降维和聚类是单细胞 RNA 测序（scRNA-seq）数据分析中的关键任务，但在目前的流程中，这两项任务被独立处理，阻碍了它们的互惠互利。最新的方法通过深度聚类联合优化了这些任务。然而，对比学习具有强大的表示能力，可以弥补普通深度聚类方法所面临的差距，即需要预先确定聚类中心。因此，我们提出了一种用于 scRNA-seq 数据分析的非均匀采样双层对比聚类方法（nsDCC）。双级对比聚类结合了实例级对比和聚类级对比，共同优化了降维和聚类。在实例级对比和聚类级对比中分别引入了多正向对比学习和单位矩阵约束。此外，还引入了注意力机制来捕捉细胞间的信息，这有利于聚类。nsDCC 通过提出的最近边界稀疏密度权重分配算法，重点关注类别边界和少数类别中的重要样本，使其能够捕捉不平衡数据集的综合特征。实验结果表明，nsDCC 在真实和模拟 scRNA-seq 数据上的表现优于其他六种最先进的方法，验证了它在 scRNA-seq 数据降维和聚类方面的性能，尤其是在不平衡数据上。模拟实验证明，nsDCC 对 scRNA-seq 中的 "丢失事件 "不敏感。最后，聚类差异表达基因分析证实了 nsDCC 结果的意义。总之，nsDCC 是分析和理解 scRNA-seq 数据的一种新方法。
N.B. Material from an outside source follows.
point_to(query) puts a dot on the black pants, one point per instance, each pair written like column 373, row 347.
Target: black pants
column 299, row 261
本文章由计算机程序翻译，如有差异，请以英文原文为准。

求助全文

约1分钟内获得全文求助全文

来源期刊

Briefings in bioinformatics 生物-生化研究方法

CiteScore

13.20

自引率

13.70%

发文量

549

审稿时长

6 months

期刊介绍： Briefings in Bioinformatics is an international journal serving as a platform for researchers and educators in the life sciences. It also appeals to mathematicians, statisticians, and computer scientists applying their expertise to biological challenges. The journal focuses on reviews tailored for users of databases and analytical tools in contemporary genetics, molecular and systems biology. It stands out by offering practical assistance and guidance to non-specialists in computerized methodologies. Covering a wide range from introductory concepts to specific protocols and analyses, the papers address bacterial, plant, fungal, animal, and human data. The journal's detailed subject areas include genetic studies of phenotypes and genotypes, mapping, DNA sequencing, expression profiling, gene expression studies, microarrays, alignment methods, protein profiles and HMMs, lipids, metabolic and signaling pathways, structure determination and function prediction, phylogenetic studies, and education and training.